The night before Jack was due back from his parents’, I asked if he wanted to come over the following evening and catch up. He turned up looking calm, and acting more or less as if nothing had happened. We put a film on and I tried to cuddle up next to him on the sofa, but he was reluctant. Rude. I was still in my PJ’s and I apologised to him for my appearance, which might have been putting him off, but I had spent most of the day feeling ill and occasionally being sick. After two films, a minimal amount of hugging and a lot of small talk, Jack left. I was confused and hurt. He hadn’t asked me how I was doing, if I had needed anything, or if he should come with me to the TOPAR clinic appointment, which was looming closer. I was also hurt by the fact that he had barely touched me all night. He had stiffly put his arm around me when I leaned into him and didn’t even give me a hug when he left. What was going on? I sent him a text telling him I was confused, and asking where exactly we were, were we friends, or something more? His reply explained that he thought we were better off friends, that he thought I was amazing but us being more than that never seemed to work out.
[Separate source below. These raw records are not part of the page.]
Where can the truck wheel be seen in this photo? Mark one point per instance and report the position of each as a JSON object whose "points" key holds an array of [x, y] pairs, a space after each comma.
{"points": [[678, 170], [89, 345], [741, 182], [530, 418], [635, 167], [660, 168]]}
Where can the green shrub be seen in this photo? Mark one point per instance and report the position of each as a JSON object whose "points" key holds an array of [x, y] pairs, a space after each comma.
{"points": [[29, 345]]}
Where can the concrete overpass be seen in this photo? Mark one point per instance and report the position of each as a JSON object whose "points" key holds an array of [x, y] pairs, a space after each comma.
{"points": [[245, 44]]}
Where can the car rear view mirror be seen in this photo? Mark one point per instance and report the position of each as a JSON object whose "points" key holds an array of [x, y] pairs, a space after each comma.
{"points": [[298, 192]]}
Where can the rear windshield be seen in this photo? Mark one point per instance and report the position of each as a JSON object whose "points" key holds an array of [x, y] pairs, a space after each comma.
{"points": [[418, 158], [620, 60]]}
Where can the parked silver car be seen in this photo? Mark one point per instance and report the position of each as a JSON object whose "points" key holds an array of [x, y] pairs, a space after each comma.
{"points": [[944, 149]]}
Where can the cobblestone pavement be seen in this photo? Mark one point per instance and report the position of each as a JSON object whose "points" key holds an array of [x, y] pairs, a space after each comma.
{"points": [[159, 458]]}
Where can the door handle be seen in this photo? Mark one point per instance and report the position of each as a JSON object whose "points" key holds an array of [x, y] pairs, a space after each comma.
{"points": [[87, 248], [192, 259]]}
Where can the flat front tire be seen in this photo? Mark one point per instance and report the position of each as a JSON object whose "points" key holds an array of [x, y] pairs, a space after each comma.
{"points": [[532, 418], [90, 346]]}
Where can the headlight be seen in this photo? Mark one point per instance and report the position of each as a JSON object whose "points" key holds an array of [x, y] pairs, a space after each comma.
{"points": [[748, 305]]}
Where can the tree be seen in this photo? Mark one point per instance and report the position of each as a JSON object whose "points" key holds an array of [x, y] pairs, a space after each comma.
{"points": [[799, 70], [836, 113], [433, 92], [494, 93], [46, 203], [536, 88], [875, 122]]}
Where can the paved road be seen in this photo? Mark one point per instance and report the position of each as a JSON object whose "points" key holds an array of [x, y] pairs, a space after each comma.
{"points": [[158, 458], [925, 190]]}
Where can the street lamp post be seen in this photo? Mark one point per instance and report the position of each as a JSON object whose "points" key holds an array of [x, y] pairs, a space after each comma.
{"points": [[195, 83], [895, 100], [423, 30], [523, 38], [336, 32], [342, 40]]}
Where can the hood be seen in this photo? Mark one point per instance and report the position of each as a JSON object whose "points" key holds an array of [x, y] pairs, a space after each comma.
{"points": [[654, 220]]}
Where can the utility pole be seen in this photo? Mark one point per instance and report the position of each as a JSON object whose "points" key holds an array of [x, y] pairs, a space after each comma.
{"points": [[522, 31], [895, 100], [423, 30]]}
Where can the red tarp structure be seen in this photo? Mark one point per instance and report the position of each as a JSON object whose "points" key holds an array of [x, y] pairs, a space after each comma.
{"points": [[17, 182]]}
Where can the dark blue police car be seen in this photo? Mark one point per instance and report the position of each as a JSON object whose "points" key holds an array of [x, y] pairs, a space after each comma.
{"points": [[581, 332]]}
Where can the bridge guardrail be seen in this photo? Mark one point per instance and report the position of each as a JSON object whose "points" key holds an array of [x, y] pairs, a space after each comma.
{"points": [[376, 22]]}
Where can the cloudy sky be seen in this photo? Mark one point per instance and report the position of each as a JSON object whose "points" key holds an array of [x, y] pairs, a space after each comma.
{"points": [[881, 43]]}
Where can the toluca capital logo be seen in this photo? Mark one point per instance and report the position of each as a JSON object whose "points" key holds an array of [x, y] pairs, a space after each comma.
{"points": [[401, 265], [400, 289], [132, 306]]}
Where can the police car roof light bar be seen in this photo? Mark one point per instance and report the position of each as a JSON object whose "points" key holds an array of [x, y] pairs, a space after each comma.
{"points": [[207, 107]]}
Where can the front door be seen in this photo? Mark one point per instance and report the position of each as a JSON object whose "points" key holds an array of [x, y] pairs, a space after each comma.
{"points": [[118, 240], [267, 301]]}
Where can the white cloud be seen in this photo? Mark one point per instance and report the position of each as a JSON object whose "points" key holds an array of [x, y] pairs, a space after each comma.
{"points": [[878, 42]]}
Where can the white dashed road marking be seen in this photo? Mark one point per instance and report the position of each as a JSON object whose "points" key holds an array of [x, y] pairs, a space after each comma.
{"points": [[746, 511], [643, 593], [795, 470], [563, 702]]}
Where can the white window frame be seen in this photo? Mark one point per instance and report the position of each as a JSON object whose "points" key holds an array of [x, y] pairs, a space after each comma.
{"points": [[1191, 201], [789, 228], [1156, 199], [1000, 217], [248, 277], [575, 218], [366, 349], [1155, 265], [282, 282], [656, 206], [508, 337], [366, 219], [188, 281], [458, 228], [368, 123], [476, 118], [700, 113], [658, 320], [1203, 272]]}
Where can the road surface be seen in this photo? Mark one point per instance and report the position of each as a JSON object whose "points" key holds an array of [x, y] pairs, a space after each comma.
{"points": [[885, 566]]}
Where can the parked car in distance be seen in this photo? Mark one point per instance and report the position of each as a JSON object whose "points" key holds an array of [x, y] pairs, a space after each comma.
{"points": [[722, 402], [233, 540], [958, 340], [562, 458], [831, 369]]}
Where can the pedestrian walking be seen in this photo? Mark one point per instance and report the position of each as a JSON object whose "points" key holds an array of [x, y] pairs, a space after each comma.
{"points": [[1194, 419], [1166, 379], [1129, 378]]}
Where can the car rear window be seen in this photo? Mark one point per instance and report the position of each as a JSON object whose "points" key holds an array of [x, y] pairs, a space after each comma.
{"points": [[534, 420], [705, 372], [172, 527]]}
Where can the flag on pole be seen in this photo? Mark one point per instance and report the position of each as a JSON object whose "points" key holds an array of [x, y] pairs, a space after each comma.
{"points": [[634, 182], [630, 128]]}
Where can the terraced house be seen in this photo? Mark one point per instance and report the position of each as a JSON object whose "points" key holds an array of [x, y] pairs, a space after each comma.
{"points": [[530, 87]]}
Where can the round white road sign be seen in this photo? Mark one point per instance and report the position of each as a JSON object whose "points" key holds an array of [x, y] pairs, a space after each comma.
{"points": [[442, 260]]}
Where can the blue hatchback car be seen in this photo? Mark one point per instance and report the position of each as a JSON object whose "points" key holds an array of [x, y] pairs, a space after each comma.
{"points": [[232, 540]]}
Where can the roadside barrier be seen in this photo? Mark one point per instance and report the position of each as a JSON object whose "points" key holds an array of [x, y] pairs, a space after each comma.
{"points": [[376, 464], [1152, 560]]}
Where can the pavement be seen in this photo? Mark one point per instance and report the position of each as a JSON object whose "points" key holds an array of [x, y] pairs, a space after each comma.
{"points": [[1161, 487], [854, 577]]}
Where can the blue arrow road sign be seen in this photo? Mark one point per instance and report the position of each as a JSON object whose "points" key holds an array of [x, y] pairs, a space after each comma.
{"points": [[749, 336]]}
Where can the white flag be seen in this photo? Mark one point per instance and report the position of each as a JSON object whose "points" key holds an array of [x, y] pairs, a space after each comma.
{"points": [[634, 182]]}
I figured this was pretty true, and tried to be OK with it on top of everything else. That was fine until the next day.
Jack and I were chatting away online, back to our usual, relaxed and easy conversation I had always loved. He wasn’t bringing up the pregnancy or his responsibility for it, but he was back to normal. I casually asked if he had any plans that evening, to which he responded, “I do actually, I’m meeting Tessa.”
WHAT?! I was fuming. The day after he just told me we should be friends, he was meeting her?! Had he completely forgotten that I was pregnant? And despite the part of me that wished it was Henry’s, I knew deep down, this was Jack’s, and I was filled with rage at Jack’s denial and incompetence. I was furious, and pointed out his perfect timing deciding to call things off with me. He told me, “I’ve been talking to Tessa ever since I decided to stop wasting my time on you.” Now that stung. I was at this point, an emotional, hormonal, increasingly sick woman, and getting sick of pretending none of this was getting to me. I felt betrayed. I asked him if he felt this way, why on earth he slept with me just over a week ago, and how he could do that while making dates with another woman. His response, and at this point possibly the worst thing Jack had ever said to me was, “I was drunk and you were there.”
I had thought that, despite our problems, when Jack and I fell into bed together again, it was because it meant something to both of us and because we both wanted to try and make something more out of it. Apparently, I hadn’t communicated this to dear Jack, and he saw our last sexual encounter as a drunken mistake, not a sign that things were looking up. I asked him how he could do this to me with all that I was going through, that I thought we were both going through. I can’t remember his exact words but they hurt. To be honest, all I remember is that everything he said to me that day, and for the following days was cruel, hurtful and unnecessary, but the individual words escape me. I had been completely dumped for another girl by the father of a child that was beginning to grow inside of me. To say I was pissed off does not even begin to cover how I felt.